OUTCOMES MEASURED: The primary outcomes measured were costs, days of blindness, and QALYs. Costs directly due to blindness, the impact of labeling, and patient satisfaction were not addressed.
RESULTS: The effectiveness of screening is dramatically greater for patients at a higher risk of retinopathy; increasing screening frequency modestly decreases time spent blind. For example, for a low-risk patient (eg, 75 years old with a Hb A1C of 7%) screening every third year prevents 1 day of blindness during the patient’s lifetime, and annual screening prevents an additional 2 days of blindness (compared with no screening). For a high-risk patient (eg, 45 years old with a Hb A1C of 11%), screening every third year prevents 188 days of blindness, and annual screening saves an additional 21 days of blindness. Within any given risk group, the cost of screening increases dramatically with increasing frequency. For example, even for the high-risk patient for whom screening is most cost-effective, the marginal cost-effectiveness of increasing screening from every other year to every year was $181,850 per QALY gained. Extrapolating the results to the whole population and using $50,000 per QALY as a criterion of cost-effectiveness, screening every second year is cost-effective ($49,760/QALY), while annual screening is not ($107,510/QALY). Sensitivity analysis did not change the results substantially, except that lowering the utility score for blindness increased the cost-effectiveness of all screening.
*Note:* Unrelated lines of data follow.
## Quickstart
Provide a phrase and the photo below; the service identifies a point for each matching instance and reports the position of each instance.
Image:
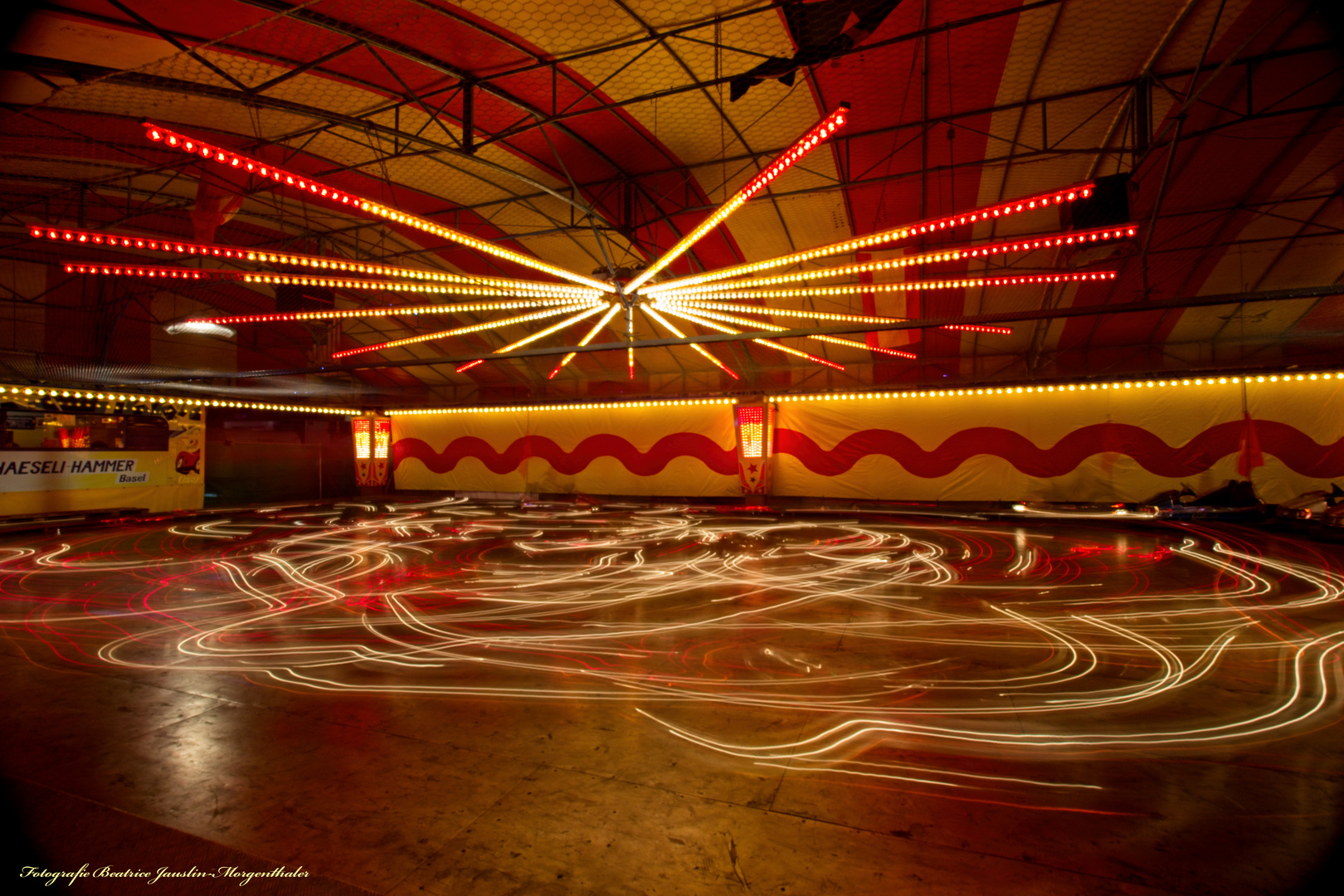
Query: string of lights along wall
(747, 296)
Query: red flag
(1250, 453)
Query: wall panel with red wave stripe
(656, 449)
(1082, 444)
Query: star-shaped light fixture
(719, 299)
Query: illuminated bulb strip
(680, 334)
(629, 338)
(327, 282)
(1066, 387)
(910, 285)
(758, 342)
(1027, 203)
(526, 340)
(743, 321)
(386, 312)
(460, 331)
(977, 328)
(908, 261)
(806, 144)
(882, 349)
(516, 288)
(163, 401)
(350, 201)
(704, 303)
(597, 328)
(847, 343)
(530, 409)
(212, 250)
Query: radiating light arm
(460, 331)
(1101, 234)
(348, 201)
(587, 338)
(745, 321)
(700, 303)
(680, 334)
(806, 144)
(505, 288)
(767, 343)
(240, 254)
(1027, 203)
(526, 340)
(397, 310)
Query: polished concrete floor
(472, 698)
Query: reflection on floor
(465, 698)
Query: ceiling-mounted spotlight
(201, 328)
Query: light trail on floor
(880, 635)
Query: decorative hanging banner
(756, 442)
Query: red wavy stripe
(1289, 445)
(569, 462)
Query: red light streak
(988, 212)
(1097, 631)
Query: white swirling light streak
(888, 633)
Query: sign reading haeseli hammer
(61, 470)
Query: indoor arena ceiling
(594, 134)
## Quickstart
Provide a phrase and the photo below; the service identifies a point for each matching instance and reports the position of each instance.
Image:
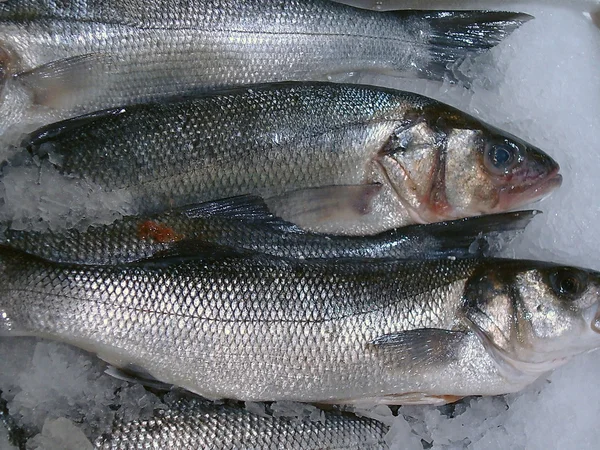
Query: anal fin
(134, 374)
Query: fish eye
(501, 157)
(568, 282)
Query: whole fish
(258, 328)
(246, 223)
(331, 158)
(61, 59)
(199, 424)
(389, 5)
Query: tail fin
(455, 35)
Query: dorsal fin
(49, 132)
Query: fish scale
(255, 327)
(306, 327)
(194, 423)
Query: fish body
(331, 158)
(70, 58)
(195, 423)
(245, 223)
(260, 328)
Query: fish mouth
(533, 192)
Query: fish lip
(533, 192)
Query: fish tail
(456, 35)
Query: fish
(225, 324)
(245, 223)
(196, 423)
(62, 59)
(388, 5)
(330, 158)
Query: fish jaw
(517, 196)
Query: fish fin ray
(52, 131)
(313, 206)
(456, 35)
(55, 84)
(423, 346)
(470, 237)
(136, 374)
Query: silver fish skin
(84, 55)
(245, 223)
(331, 158)
(261, 328)
(198, 424)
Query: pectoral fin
(309, 208)
(424, 346)
(56, 83)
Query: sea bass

This study provides good evidence that regular screening for retinopathy in high-risk patients with diabetes is cost-effective, but suggests that insurance companies and the developers of the Health Plan Employer Data and Information Set reconsider their insistence on annual screening for all patients as a measure of the quality of care. Clinicians should be cautious about extending this analysis to individual patients, but these findings underscore the clinical importance of the risk of retinopathy and give permission to clinicians to tailor recommendations to individuals on the basis of their risk. The findings are substantially limited by the lack of evidence that population screening for diabetic retinopathy is effective in usual practice.